I hope you enjoyed the weekend. To commemorate it, I wrote at least one pub quiz question about U.S. presidents, even though most of the early ones seem less heroic today than they did when we were reading their illustrated biographies as children.

In addition to topics raised above, expect also questions about the following: 

In addition to topics raised above, tonight’s pub quiz will feature questions on snacks that go well with tea, winds, Rocky Mountains, keyboards, Oscar-winners, monologues, shooting guards, waves, vibes, popular TV shows, salmon, years, clouds, ceremonies, U.S. states, musical films, forests, European countries, Nebraska, bees, pies, long songs, horses, American sports, newsmen in the shed, billboards, current events, books and authors, and Shakespeare. 
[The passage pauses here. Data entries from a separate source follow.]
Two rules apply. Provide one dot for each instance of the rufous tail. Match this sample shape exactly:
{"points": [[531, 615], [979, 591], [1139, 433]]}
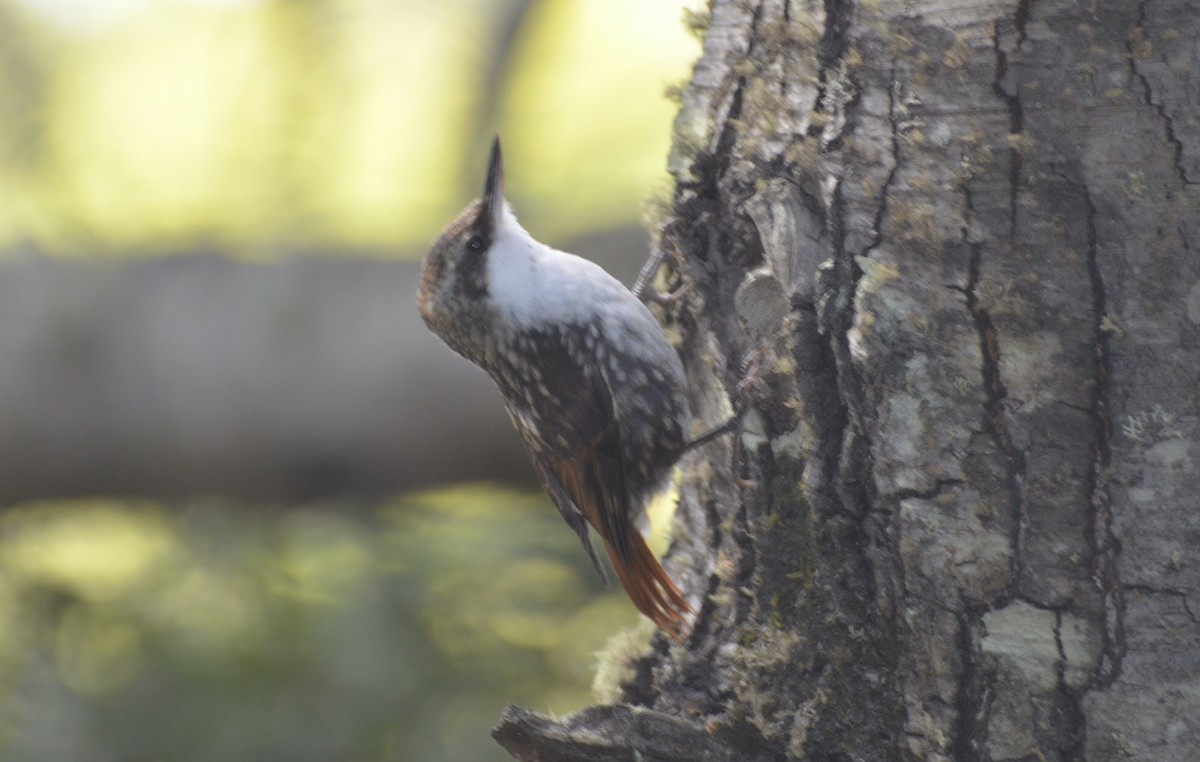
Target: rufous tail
{"points": [[651, 588]]}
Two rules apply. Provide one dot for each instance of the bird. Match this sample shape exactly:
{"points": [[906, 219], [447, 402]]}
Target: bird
{"points": [[589, 379]]}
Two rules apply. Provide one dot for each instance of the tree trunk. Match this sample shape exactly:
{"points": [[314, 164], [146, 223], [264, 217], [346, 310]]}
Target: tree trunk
{"points": [[960, 237]]}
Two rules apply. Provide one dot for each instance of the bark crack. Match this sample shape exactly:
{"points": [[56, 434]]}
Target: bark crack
{"points": [[877, 222], [994, 420], [1167, 591], [1133, 49], [1015, 112], [1105, 545]]}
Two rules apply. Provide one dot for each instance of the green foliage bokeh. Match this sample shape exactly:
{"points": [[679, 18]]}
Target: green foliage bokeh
{"points": [[207, 633]]}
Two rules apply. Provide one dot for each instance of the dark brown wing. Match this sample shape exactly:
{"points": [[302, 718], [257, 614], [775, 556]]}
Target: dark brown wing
{"points": [[570, 429]]}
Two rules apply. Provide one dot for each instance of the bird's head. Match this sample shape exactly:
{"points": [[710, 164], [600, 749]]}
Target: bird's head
{"points": [[454, 280]]}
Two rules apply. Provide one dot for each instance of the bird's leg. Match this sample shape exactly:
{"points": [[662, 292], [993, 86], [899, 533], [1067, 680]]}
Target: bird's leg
{"points": [[643, 287], [749, 371]]}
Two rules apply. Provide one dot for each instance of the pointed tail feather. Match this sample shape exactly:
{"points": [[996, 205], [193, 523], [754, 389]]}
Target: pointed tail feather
{"points": [[651, 588]]}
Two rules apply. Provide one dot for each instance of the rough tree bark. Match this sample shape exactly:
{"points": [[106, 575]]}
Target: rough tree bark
{"points": [[963, 233]]}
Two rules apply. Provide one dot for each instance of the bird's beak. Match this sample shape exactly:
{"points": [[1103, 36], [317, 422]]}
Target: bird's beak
{"points": [[493, 187]]}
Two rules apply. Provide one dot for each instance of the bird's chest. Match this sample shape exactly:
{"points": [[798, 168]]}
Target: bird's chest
{"points": [[556, 399]]}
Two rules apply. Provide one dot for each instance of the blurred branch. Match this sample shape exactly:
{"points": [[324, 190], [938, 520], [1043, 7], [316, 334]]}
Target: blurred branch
{"points": [[196, 375]]}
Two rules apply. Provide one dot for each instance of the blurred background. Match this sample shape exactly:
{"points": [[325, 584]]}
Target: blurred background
{"points": [[252, 510]]}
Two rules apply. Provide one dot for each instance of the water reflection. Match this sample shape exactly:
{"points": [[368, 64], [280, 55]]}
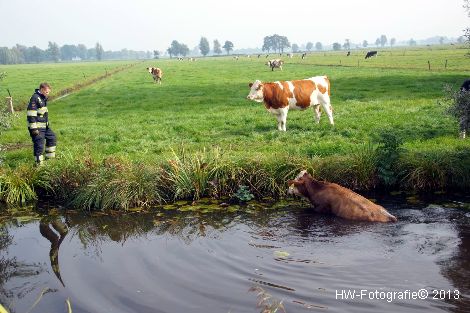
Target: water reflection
{"points": [[46, 228], [169, 261], [18, 277]]}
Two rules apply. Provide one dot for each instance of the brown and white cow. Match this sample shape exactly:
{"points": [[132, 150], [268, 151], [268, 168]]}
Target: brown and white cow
{"points": [[280, 96], [275, 63], [332, 198], [157, 74]]}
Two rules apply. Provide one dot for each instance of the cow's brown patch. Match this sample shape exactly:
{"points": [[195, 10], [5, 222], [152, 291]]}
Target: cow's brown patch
{"points": [[274, 96], [321, 88], [302, 91], [332, 198], [328, 84]]}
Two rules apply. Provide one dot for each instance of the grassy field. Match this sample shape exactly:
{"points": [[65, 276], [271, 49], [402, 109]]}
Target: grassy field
{"points": [[201, 106]]}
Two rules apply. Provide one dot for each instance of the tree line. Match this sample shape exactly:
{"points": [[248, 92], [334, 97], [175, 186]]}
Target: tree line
{"points": [[56, 53], [180, 49]]}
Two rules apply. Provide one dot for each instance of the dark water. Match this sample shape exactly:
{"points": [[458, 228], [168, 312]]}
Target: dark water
{"points": [[228, 262]]}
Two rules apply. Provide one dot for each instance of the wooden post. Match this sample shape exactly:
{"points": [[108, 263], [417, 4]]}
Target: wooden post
{"points": [[9, 102]]}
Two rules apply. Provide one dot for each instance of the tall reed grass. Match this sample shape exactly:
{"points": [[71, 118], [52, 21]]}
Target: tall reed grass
{"points": [[120, 184]]}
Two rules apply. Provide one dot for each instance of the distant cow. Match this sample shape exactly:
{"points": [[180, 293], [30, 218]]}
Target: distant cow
{"points": [[371, 54], [157, 74], [280, 96], [332, 198], [275, 63], [465, 86]]}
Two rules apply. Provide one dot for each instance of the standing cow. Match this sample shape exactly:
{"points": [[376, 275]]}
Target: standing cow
{"points": [[157, 74], [275, 63], [280, 96]]}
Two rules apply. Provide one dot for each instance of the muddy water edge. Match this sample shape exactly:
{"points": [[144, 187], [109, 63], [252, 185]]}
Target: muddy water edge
{"points": [[210, 257]]}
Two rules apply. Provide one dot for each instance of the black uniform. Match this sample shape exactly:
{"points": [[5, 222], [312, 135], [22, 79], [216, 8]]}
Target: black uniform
{"points": [[38, 126]]}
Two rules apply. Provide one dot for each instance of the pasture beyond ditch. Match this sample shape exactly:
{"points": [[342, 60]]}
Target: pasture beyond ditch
{"points": [[200, 120]]}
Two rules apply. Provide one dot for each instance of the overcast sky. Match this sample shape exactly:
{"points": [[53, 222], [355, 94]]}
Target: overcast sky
{"points": [[153, 24]]}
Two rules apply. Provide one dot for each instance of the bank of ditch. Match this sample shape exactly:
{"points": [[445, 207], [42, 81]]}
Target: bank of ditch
{"points": [[121, 184]]}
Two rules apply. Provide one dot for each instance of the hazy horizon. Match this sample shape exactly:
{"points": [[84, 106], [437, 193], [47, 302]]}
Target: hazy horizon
{"points": [[146, 25]]}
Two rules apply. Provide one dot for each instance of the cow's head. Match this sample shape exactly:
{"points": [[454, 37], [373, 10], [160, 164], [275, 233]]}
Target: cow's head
{"points": [[256, 91], [298, 186]]}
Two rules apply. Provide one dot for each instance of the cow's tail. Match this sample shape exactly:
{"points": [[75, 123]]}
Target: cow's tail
{"points": [[328, 83]]}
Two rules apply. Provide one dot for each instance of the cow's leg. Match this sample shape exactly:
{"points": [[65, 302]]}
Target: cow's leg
{"points": [[328, 109], [282, 119], [317, 112]]}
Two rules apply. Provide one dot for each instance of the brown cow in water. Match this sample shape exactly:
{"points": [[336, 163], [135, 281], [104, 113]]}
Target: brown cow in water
{"points": [[332, 198]]}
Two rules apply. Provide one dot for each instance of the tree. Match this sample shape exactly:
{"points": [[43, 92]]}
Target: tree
{"points": [[204, 46], [82, 51], [184, 50], [295, 48], [99, 51], [34, 54], [228, 46], [283, 43], [174, 49], [275, 43], [309, 46], [68, 52], [383, 40], [377, 42], [267, 43], [217, 48], [53, 51]]}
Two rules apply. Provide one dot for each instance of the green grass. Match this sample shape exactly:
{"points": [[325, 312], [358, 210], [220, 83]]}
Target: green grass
{"points": [[201, 105]]}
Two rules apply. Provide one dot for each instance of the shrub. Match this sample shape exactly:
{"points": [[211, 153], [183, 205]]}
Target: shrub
{"points": [[458, 105], [388, 154]]}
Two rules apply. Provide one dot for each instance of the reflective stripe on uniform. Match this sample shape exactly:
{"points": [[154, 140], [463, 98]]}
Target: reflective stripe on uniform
{"points": [[50, 149], [42, 110], [37, 125]]}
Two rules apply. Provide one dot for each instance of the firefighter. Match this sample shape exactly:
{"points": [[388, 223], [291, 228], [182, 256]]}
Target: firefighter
{"points": [[38, 124]]}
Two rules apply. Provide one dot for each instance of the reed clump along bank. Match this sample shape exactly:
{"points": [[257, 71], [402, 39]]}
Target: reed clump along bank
{"points": [[120, 184]]}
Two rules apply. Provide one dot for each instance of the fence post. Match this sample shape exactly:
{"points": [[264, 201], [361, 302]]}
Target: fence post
{"points": [[9, 102]]}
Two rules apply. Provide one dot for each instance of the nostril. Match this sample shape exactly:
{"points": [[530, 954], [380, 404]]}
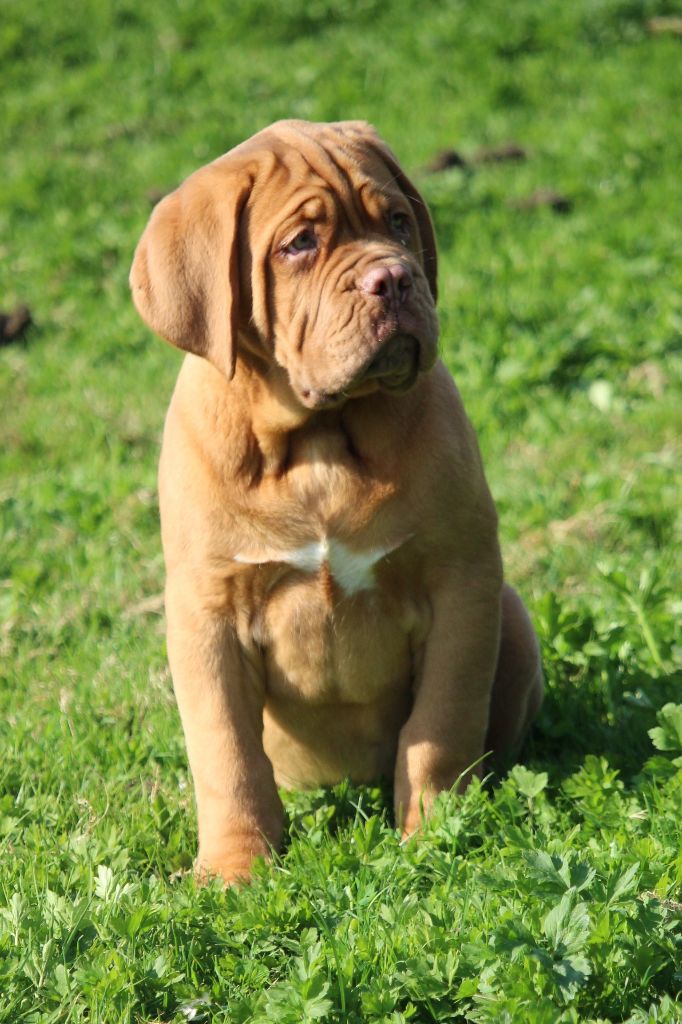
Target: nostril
{"points": [[391, 281], [376, 282]]}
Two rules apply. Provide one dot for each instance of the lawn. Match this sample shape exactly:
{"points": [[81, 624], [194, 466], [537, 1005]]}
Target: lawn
{"points": [[550, 894]]}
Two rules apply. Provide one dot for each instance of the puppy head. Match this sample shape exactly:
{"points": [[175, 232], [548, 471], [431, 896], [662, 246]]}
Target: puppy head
{"points": [[307, 247]]}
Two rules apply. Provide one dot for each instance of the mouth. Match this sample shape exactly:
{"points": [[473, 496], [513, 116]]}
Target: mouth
{"points": [[394, 368]]}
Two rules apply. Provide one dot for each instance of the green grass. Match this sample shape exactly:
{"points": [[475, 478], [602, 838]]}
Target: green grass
{"points": [[554, 895]]}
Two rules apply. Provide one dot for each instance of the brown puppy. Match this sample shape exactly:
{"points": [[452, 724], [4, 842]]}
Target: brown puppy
{"points": [[334, 594]]}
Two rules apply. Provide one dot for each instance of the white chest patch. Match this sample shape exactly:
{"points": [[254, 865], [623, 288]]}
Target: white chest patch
{"points": [[352, 570]]}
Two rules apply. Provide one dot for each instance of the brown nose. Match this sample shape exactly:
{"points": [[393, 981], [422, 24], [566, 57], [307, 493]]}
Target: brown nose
{"points": [[391, 282]]}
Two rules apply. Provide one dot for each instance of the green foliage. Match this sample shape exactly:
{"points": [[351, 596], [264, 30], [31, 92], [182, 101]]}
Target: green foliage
{"points": [[551, 894]]}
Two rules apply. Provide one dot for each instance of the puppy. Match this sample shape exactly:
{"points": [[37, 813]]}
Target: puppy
{"points": [[335, 597]]}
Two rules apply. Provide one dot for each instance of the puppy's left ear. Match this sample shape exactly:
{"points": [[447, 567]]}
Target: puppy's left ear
{"points": [[368, 135], [184, 278]]}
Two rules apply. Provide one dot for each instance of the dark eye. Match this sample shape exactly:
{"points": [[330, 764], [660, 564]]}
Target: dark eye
{"points": [[304, 242], [399, 225]]}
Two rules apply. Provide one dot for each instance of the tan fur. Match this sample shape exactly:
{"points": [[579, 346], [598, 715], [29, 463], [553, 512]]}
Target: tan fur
{"points": [[311, 411]]}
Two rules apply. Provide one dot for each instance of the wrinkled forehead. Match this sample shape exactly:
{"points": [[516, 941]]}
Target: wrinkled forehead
{"points": [[326, 171]]}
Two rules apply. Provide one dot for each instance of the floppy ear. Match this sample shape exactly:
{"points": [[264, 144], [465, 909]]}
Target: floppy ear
{"points": [[185, 275], [367, 134]]}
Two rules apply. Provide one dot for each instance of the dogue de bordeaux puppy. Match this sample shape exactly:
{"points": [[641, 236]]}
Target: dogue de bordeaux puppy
{"points": [[335, 597]]}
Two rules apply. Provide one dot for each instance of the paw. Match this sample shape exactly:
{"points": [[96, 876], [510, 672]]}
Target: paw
{"points": [[232, 866]]}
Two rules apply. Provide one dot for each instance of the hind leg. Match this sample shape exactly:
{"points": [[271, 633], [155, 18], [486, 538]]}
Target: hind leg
{"points": [[518, 686]]}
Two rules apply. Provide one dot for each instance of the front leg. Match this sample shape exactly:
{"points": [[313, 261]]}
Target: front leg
{"points": [[220, 697], [444, 736]]}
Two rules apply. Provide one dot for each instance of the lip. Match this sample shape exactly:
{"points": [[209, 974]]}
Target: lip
{"points": [[394, 368], [396, 359]]}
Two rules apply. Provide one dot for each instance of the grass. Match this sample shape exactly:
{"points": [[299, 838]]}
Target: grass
{"points": [[554, 895]]}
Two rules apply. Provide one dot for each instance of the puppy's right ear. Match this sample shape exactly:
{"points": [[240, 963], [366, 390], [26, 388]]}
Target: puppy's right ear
{"points": [[185, 274]]}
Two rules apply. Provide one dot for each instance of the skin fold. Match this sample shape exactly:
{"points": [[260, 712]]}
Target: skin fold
{"points": [[335, 596]]}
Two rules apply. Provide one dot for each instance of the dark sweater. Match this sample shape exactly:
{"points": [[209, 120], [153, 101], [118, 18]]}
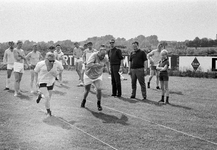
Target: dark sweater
{"points": [[115, 56]]}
Thanks to the Brooke, Jeannie, Becky, Franklin, and More Cow Bell. I also thank The Original Vincibles, Summer Brains, The Outside Agitators, John Poirier’s team Quizimodo, Gena Harper, and others who support the Pub Quiz on Patreon. I would love to add your name or that of your team to the list of supporters. I appreciate your backing this pub quiz project of mine! 

The rain has stopped for the day, so I look forward to performing tonight’s trivia contest outdoors. Will you join me there?

Best,

Dr. Andy

  1. Film. What British actress had important supporting roles in the following 2010 films: Alice in WonderlandHarry Potter and the Deathly Hallows, Pt. 1, and The Kings Speech, for which she was nominated for the Oscar for Best Supporting Actress?  
  1. Countries of the World in 2021. True or False: The three countries in this sentence, Poland, Ukraine, and The United Kingdom, are arranged in order by population from lowest to highest.  
  1. Desserts. What coffee-flavored Italian dessert is made of ladyfingers dipped in coffee, layered with a whipped mixture of eggs, sugar and mascarpone, flavored with cocoa?